伍母一想到白椿的工作前途,忍不住滿意地笑開了臉。「嗯,真是前途無量。小桃,妳可找到了個好對象啊!」

伍父也跟着點頭應道:「是啊!這年頭肯從服務員這種基層做起的年輕人可不多見了。」瞧白椿一副細皮嫩肉的樣子,應該也很年輕,卻難得的沒有眼高手低,反倒從最普通的工作開始努力,讓伍父感到非常欣慰。

聽着自家父母的回答,伍越桃一臉得意地朝白椿眨了眨眼,露出高興的表情;而白椿也只能苦笑地跟着點頭以對。

不過伍越里卻是拚命地忍住笑意,讓他的表情都快扭曲了。

老天!爸媽也太單純了吧!酒店的男公關跟服務生差很多好不好?一個是只要對女人笑一笑就年收入上千萬,另一個卻是成天被人呼來喝去,就算跑斷了腿,月薪都不一定有二萬八。

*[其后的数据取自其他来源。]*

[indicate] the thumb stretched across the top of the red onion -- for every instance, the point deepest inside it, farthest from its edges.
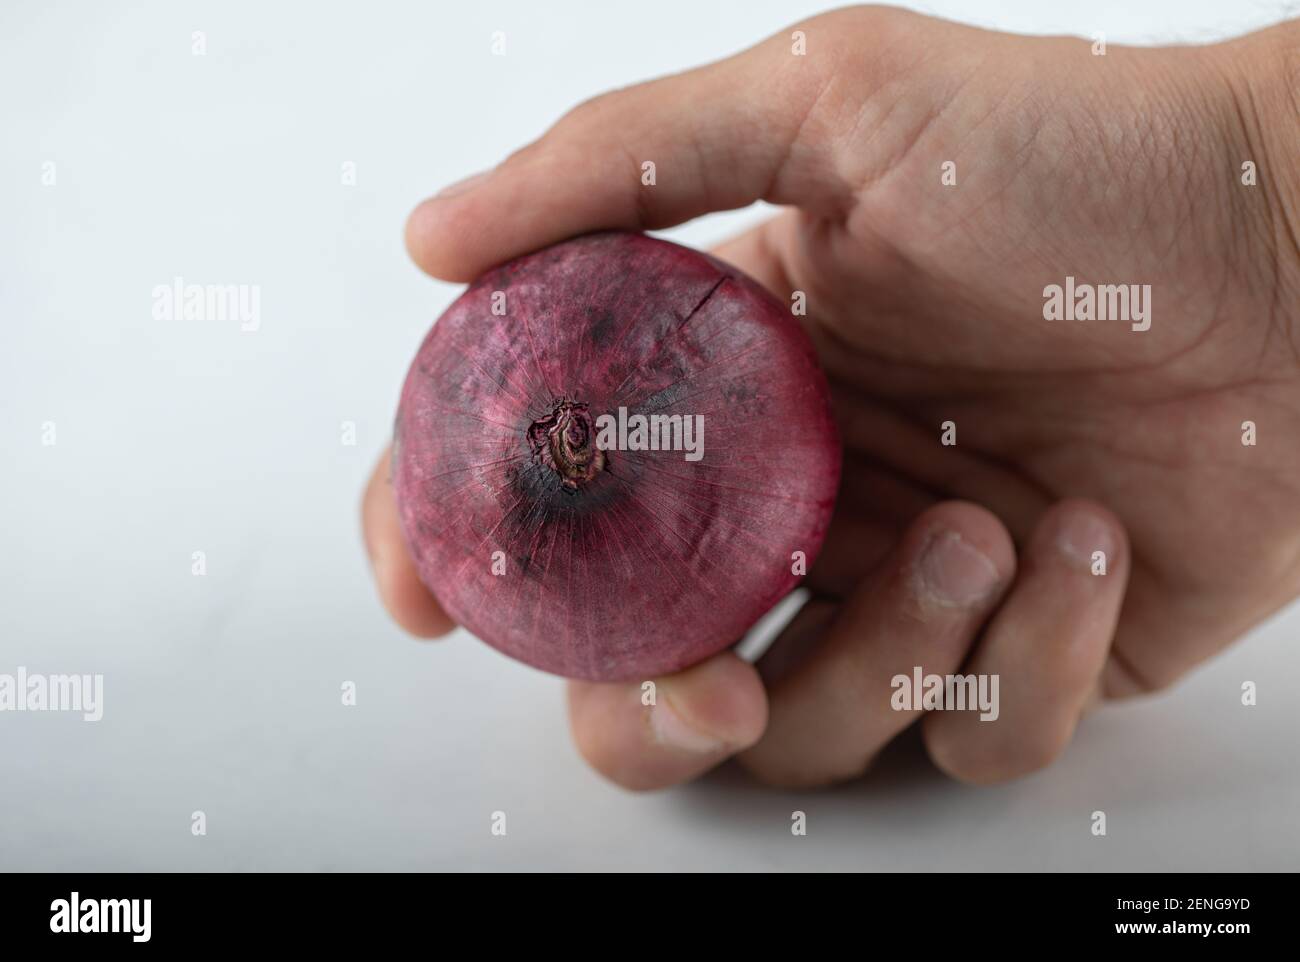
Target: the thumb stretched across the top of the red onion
(720, 137)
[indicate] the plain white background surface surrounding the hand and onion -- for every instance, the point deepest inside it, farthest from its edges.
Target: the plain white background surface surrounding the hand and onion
(223, 692)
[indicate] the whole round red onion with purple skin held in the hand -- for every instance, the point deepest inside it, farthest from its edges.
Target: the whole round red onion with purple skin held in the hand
(621, 565)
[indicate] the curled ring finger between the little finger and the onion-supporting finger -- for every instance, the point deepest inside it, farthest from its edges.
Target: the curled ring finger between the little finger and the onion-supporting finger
(922, 609)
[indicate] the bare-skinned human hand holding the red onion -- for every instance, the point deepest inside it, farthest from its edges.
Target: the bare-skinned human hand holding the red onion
(926, 305)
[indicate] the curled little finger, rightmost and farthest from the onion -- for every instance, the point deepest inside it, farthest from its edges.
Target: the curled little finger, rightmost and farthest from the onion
(1047, 647)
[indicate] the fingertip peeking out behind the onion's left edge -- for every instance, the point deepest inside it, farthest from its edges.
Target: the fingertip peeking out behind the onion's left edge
(401, 590)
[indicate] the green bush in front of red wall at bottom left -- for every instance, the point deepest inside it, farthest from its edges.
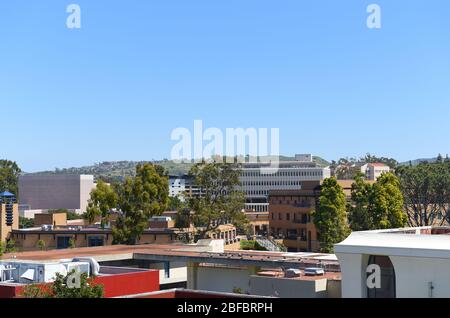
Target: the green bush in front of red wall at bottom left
(60, 289)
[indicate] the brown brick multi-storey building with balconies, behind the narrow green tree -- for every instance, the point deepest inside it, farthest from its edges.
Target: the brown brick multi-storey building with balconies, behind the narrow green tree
(290, 218)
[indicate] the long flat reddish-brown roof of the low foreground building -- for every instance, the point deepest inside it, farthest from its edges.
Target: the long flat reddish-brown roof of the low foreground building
(185, 253)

雖然他很想放聲大笑,平時也老愛跟姊姊拌嘴扯後腿,不過瞧白椿一臉認真的樣子,再加上姊姊又難得帶了男朋友回來,所以在這種關鍵時刻,他還是聰明一點別開口比較好。

因為不管怎麼說,姊姊都還是自家人,護着點總是沒錯啦!

至於白椿,他坐在一旁,對於伍家父母的單純感到好笑之餘,也終於明白伍越桃為什麼會有這麼開朗又單純的個性,八成是像足了父母吧!

倒是一旁的小弟……

白椿瞄了伍越里一眼,兩個人彼此交換了個心照不宣的眼神后,便很有默契地沒再開口。反正當家做主的伍家父母都沒反對伍越桃和他交往了,那還有什麼問題呢?